TuringLang / Turing.jl

Bayesian inference with probabilistic programming.
https://turinglang.org
MIT License
2.02k stars 218 forks source link

Cannot sample from bounded distribution when using Dual types #2088

Open itsdfish opened 11 months ago

itsdfish commented 11 months ago

Hi all,

I believe I found a bug while trying to generate posterior predictive distributions. As shown below, it is possible to sample from distributions unless they are bounded and more than one sample is drawn. The error occurs with other bounded distributions, such as Gamma. It looks like it could be an issue with either Turing or Distributions. Sorry if I filed to the wrong package.

works

using Turing 

@model function test_model()
    μ ~ Gamma(2, 2)
    σ ~ Gamma(2, 2)
    return rand(Normal(μ, σ))
end

chain = sample(test_model(), NUTS(1000, .85), MCMCThreads(), 1000, 1)

works

using Turing 

@model function test_model()
    μ ~ Gamma(2, 2)
    σ ~ Gamma(2, 2)
    return rand(Normal(μ, σ), 1)
end

chain = sample(test_model(), NUTS(1000, .85), MCMCThreads(), 1000, 1)

works

using Turing 

@model function test_model()
    μ ~ Gamma(2, 2)
    σ ~ Gamma(2, 2)
    return rand(InverseGaussian(μ, σ))
end

chain = sample(test_model(), NUTS(1000, .85), MCMCThreads(), 1000, 1)

Fails

using Turing 

@model function test_model()
    μ ~ Gamma(2, 2)
    σ ~ Gamma(2, 2)
    return rand(InverseGaussian(μ, σ), 1)
end

chain = sample(test_model(), NUTS(1000, .85), MCMCThreads(), 1000, 1)

truncated error

ERROR: TaskFailedException

    nested task error: TaskFailedException

        nested task error: MethodError: no method matching Float64(::ForwardDiff.Dual{ForwardDiff.Tag{Turing.TuringTag, Float64}, Float64, 2})
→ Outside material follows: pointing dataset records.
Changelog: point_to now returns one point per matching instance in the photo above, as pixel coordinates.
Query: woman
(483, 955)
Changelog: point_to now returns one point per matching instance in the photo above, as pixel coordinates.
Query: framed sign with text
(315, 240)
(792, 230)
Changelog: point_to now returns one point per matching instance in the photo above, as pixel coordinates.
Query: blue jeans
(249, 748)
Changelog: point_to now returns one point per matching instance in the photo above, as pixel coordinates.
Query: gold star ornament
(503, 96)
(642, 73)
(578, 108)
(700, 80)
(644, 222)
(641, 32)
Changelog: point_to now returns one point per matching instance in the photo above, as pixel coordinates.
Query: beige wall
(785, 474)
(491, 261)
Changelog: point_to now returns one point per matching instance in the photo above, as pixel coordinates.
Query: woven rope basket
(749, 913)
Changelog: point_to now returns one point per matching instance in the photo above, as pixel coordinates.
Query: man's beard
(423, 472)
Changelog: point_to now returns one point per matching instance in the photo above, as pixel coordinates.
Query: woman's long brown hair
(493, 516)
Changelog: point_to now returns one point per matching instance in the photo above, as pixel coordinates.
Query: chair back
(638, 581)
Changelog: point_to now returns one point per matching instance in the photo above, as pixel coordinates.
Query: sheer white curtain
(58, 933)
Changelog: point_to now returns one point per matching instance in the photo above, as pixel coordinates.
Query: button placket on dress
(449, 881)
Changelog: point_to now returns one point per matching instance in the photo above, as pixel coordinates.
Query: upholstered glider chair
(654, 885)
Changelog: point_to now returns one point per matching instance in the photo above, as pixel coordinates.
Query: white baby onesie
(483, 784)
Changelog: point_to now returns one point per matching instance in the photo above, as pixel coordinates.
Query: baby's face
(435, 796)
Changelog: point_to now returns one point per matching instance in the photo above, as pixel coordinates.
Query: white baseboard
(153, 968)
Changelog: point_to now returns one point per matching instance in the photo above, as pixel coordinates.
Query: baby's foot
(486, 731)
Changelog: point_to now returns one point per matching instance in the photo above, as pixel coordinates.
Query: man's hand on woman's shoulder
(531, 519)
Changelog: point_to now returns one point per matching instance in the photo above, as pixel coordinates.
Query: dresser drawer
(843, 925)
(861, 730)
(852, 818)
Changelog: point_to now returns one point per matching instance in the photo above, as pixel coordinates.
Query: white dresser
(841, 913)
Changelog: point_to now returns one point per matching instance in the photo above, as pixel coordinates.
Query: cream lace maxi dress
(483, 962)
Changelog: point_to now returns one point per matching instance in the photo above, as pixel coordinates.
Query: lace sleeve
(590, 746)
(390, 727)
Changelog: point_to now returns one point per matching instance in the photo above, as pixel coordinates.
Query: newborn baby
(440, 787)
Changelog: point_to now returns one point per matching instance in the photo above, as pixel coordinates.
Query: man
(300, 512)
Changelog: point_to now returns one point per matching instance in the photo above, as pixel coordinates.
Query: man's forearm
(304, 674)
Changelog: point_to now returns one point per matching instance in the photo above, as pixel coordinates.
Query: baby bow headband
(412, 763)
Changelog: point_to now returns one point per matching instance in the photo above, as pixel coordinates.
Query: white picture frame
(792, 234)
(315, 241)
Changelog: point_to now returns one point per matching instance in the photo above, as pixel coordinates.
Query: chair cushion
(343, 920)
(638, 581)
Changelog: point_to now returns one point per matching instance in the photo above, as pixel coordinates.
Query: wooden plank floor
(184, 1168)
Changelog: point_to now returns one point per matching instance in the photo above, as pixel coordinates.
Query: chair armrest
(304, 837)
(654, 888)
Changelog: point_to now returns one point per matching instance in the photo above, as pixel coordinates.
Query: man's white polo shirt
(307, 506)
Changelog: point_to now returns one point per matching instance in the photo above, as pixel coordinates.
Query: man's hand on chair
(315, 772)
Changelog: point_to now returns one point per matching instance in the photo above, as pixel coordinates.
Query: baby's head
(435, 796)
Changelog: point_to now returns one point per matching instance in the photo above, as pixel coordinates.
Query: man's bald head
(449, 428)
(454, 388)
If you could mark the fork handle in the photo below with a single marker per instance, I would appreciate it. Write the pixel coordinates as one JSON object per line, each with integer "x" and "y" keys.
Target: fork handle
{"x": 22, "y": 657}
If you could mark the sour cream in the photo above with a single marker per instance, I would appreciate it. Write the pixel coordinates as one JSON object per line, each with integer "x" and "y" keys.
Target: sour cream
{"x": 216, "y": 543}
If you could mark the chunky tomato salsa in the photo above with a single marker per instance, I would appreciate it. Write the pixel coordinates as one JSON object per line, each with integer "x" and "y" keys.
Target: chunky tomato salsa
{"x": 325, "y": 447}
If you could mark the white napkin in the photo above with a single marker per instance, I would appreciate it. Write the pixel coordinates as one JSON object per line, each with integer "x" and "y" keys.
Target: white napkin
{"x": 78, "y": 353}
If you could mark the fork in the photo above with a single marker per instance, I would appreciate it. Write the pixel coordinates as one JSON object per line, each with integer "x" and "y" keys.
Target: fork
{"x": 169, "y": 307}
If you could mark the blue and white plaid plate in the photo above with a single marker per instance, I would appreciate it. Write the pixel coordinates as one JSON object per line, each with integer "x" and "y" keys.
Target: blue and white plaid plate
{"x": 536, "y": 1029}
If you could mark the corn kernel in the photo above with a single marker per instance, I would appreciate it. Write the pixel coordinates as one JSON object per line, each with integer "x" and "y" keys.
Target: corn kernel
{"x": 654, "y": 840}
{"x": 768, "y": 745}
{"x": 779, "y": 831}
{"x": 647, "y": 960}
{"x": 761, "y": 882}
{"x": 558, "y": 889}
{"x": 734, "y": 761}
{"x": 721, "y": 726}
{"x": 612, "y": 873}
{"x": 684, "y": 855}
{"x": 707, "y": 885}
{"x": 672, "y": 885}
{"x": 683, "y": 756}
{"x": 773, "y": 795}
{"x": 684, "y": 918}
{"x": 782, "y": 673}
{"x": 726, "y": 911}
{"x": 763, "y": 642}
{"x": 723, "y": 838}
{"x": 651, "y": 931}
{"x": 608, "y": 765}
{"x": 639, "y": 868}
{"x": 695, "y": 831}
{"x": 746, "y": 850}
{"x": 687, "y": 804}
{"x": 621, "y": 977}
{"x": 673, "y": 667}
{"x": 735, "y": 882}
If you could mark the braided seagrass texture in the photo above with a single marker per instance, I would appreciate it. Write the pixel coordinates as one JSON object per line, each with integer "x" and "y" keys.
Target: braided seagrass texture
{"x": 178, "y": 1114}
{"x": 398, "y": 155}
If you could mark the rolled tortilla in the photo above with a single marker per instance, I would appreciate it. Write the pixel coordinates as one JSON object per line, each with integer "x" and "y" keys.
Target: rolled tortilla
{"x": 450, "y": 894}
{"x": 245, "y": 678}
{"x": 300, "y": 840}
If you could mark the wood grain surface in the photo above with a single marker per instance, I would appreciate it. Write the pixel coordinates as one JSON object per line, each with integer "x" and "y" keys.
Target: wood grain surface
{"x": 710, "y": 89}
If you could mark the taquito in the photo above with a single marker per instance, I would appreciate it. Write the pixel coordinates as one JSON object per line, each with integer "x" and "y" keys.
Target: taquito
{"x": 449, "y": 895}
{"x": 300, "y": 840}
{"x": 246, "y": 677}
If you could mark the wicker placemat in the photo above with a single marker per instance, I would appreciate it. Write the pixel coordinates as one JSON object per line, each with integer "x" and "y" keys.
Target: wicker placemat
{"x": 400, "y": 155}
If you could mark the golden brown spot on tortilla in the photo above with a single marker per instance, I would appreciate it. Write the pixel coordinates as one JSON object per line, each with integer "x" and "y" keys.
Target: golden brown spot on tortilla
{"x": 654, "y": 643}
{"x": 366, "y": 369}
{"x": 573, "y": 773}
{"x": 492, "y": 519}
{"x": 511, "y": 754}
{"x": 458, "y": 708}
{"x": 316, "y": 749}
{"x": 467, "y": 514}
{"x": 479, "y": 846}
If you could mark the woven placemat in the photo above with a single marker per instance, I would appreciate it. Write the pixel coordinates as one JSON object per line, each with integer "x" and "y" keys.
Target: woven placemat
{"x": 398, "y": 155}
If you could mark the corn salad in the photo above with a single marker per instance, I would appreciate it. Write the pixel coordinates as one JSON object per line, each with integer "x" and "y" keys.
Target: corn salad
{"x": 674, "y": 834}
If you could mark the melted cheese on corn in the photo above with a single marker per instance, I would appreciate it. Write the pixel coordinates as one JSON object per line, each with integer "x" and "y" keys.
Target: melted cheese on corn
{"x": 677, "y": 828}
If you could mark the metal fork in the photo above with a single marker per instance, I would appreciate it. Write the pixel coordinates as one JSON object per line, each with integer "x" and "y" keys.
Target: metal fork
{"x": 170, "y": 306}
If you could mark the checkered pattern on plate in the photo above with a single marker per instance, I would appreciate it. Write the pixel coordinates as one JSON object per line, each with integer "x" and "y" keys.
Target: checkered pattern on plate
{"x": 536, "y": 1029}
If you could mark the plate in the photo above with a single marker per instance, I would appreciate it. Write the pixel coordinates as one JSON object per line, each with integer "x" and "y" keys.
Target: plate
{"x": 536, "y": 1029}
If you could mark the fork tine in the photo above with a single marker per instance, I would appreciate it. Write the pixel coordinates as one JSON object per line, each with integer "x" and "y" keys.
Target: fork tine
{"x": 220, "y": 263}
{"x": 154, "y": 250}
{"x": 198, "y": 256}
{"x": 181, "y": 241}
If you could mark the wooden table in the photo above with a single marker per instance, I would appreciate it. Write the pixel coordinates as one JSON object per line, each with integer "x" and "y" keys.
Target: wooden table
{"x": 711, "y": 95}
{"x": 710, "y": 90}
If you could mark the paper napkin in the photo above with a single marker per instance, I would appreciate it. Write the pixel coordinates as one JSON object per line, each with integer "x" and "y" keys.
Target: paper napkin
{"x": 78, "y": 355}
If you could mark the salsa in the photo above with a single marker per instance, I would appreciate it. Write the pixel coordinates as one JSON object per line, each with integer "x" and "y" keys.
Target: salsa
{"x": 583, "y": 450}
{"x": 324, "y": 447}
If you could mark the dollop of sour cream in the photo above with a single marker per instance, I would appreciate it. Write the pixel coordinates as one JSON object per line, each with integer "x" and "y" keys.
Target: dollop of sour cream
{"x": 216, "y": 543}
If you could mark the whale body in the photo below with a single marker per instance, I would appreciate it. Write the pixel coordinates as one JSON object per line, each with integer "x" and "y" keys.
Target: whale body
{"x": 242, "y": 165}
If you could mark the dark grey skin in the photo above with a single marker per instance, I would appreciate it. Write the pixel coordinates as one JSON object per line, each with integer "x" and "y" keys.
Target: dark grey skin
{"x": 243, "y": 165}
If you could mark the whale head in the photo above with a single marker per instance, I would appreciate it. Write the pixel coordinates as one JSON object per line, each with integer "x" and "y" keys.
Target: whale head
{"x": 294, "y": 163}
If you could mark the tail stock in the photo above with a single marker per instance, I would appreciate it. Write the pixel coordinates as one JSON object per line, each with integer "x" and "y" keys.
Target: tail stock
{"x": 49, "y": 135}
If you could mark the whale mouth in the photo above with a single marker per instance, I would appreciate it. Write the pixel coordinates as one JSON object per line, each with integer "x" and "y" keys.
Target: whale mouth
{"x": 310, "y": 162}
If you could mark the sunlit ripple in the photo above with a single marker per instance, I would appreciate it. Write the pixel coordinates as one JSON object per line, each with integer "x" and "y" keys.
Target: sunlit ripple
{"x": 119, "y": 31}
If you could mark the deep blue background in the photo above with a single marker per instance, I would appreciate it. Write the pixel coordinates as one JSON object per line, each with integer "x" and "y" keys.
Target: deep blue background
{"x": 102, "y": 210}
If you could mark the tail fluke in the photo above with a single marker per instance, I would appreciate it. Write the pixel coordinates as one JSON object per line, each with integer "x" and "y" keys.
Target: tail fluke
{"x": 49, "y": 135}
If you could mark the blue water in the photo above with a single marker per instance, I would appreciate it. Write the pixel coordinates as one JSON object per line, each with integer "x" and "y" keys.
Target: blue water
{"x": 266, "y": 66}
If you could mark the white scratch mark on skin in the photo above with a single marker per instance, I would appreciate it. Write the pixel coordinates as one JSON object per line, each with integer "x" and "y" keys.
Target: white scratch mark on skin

        Closest candidates are:
          (::Type{T})(::Real, ::RoundingMode) where T<:AbstractFloat
           @ Base rounding.jl:207
          (::Type{T})(::T) where T<:Number
           @ Core boot.jl:792
          (::Type{T})(::AbstractChar) where T<:Union{AbstractChar, Number}
           @ Base char.jl:50
          ...

        Stacktrace:
          [1] convert(#unused#::Type{Float64}, x::ForwardDiff.Dual{ForwardDiff.Tag{Turing.TuringTag, Float64}, Float64, 2})
            @ Base ./number.jl:7
          [2] setindex!(A::Vector{Float64}, x::ForwardDiff.Dual{ForwardDiff.Tag{Turing.TuringTag, Float64}, Float64, 2}, i1::Int64)
            @ Base ./array.jl:969
          [3] _rand!
            @ ~/.julia/packages/Distributions/wyOWr/src/univariates.jl:147 [inlined]
          [4] rand!
            @ ~/.julia/packages/Distributions/wyOWr/src/univariates.jl:142 [inlined]
          [5] rand
            @ ~/.julia/packages/Distributions/wyOWr/src/genericrand.jl:52 [inlined]
          [6] rand
            @ ~/.julia/packages/Distributions/wyOWr/src/genericrand.jl:24 [inlined]
          [7] rand
            @ ~/.julia/packages/Distributions/wyOWr/src/genericrand.jl:22 [inlined]

versions

  Julia 1.9.3
  [31c24e10] Distributions v0.25.102
  [366bfd00] DynamicPPL v0.23.18
  [fce5fe82] Turing v0.29.1
torfjelde commented 11 months ago

This is an unfortunate interaction between ForwardDiff.jl and Distributions.jl :confused:

I'd probably just do something like:

@model function test_model_inference()
    μ ~ Gamma(2, 2)
    σ ~ Gamma(2, 2)
    return μ, σ
end

@model function test_model()
    @submodel μ, σ = test_model_inference()
    return rand(InverseGaussian(μ, σ), 1)
end

# Use `test_model_inference` for, well, inference.
chain = sample(test_model_inference(), NUTS(1000, .85), MCMCThreads(), 1000, 1)

# Use `test_model` for everything else.
generated_quantities(test_model(), chain)
itsdfish commented 11 months ago

Thanks for the suggestion. I came up with my own (see below).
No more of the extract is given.